Confronting Fukushima's Nuclear Contamination 'Dead Zone' in Media Images

The images from those who have ventured into the contaminated areas offer a shocking look at what has become of this once-vibrant city

The Unit 4 reactor building of the crippled Fukushima Dai-ichi nuclear power station is seen through a bus window in Okuma, Japan.
The Unit 4 reactor building of the crippled Fukushima Dai-ichi nuclear power station in Okuma, Japan. (David Guttenfelder, Pool)

(LOS ANGELES) - Just imagine the Road from Dover, Delaware to Philadelphia, or on to New York - being in a "dead" zone.
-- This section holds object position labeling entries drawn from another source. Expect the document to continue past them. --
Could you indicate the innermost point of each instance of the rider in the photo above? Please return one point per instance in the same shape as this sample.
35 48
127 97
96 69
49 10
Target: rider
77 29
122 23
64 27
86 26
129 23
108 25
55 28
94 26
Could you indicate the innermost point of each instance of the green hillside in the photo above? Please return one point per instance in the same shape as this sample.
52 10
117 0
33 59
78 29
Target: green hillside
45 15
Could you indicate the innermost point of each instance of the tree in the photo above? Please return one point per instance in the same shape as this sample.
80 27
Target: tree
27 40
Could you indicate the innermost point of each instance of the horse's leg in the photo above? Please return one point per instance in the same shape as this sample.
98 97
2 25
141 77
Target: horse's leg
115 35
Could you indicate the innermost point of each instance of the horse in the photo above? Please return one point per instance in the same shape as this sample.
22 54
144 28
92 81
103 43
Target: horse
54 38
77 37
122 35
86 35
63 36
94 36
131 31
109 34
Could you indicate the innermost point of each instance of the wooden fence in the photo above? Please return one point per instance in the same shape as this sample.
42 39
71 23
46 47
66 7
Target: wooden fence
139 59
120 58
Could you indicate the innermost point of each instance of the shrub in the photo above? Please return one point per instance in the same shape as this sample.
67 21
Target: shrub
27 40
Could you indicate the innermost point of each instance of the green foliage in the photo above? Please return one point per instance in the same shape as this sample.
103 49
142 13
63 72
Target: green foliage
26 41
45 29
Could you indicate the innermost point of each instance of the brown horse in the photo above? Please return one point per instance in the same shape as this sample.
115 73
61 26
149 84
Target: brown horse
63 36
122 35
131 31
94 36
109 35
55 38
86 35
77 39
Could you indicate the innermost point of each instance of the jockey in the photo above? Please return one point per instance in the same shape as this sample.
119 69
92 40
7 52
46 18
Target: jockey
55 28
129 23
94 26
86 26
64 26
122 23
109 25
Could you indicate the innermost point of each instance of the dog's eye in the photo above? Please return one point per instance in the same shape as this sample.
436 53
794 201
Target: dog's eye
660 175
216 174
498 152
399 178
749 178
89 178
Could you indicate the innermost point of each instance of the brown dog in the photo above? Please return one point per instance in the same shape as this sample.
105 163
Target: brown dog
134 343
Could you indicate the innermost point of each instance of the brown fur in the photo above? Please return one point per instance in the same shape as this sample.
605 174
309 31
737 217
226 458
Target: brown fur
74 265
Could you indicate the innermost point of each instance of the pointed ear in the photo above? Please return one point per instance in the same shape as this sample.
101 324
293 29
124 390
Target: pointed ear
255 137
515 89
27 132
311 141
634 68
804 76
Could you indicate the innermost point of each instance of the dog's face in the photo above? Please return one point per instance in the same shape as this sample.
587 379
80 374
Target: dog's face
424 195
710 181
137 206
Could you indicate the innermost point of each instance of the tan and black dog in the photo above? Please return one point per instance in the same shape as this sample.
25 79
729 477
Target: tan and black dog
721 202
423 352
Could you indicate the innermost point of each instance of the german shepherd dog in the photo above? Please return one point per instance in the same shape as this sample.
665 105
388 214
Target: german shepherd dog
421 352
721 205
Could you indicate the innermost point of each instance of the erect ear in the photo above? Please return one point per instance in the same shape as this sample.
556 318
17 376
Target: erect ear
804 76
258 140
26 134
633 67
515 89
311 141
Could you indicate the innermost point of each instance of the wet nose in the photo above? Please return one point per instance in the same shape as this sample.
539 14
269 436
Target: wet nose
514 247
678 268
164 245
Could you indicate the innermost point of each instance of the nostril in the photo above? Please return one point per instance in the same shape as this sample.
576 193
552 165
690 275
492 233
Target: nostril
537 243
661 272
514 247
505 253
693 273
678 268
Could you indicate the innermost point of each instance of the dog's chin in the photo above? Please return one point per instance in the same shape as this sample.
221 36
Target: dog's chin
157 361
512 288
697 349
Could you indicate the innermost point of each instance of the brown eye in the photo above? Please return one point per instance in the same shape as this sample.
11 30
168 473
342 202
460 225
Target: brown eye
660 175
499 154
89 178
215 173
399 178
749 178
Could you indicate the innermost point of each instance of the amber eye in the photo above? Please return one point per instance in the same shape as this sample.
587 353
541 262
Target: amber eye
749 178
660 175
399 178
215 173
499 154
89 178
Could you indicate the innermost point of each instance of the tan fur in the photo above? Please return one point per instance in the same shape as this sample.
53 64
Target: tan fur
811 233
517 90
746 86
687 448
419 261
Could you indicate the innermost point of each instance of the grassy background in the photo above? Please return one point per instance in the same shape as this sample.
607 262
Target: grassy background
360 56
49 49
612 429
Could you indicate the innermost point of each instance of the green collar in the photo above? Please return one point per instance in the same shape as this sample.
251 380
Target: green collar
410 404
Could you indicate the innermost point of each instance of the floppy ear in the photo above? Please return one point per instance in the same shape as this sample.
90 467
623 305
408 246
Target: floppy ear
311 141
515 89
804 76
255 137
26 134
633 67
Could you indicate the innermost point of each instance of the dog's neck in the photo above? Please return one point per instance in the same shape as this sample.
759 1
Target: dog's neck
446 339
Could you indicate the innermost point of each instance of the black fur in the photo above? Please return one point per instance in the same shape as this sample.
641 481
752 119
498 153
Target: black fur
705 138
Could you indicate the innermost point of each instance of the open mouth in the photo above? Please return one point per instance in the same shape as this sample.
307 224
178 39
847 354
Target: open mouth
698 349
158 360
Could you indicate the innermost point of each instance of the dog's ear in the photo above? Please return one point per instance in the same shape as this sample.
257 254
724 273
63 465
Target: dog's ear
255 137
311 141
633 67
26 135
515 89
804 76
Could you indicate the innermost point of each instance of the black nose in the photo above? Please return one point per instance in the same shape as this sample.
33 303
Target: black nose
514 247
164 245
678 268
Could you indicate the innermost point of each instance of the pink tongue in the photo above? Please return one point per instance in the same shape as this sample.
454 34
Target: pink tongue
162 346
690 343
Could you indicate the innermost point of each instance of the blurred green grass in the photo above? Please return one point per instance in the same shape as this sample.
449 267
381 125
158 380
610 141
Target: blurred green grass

That is the story in Fukushima prefecture in Japan.

Reminiscent of picture of Chernobyl, Ukraine after that nuclear disaster, the whole picture makes one question how or shy the government of Japan would fail to evacuate families from areas just out of this closed off area of contamination.

The images are laid out with captions and credits, they are a shocking look at what has become of this once-vibrant city where people and business thrived in what they believed to be a safe community.

In the first image, an official from the Tokyo Electric Power Co. (TEPCO), wearing a protective suit and mask, uses a plastic covered megaphone to speak to fellow TEPCO workers and journalists as they drive towards the crippled Fukushima Dai-ichi nuclear power station in Okuma, Japan, Saturday, Nov. 12, 2011.

Conditions at Japan's wrecked Fukushima nuclear power plant, devastated by a tsunami in March, were slowly improving to the point where a "cold shutdown" would be possible as planned, officials said on Saturday during a tour of the facility.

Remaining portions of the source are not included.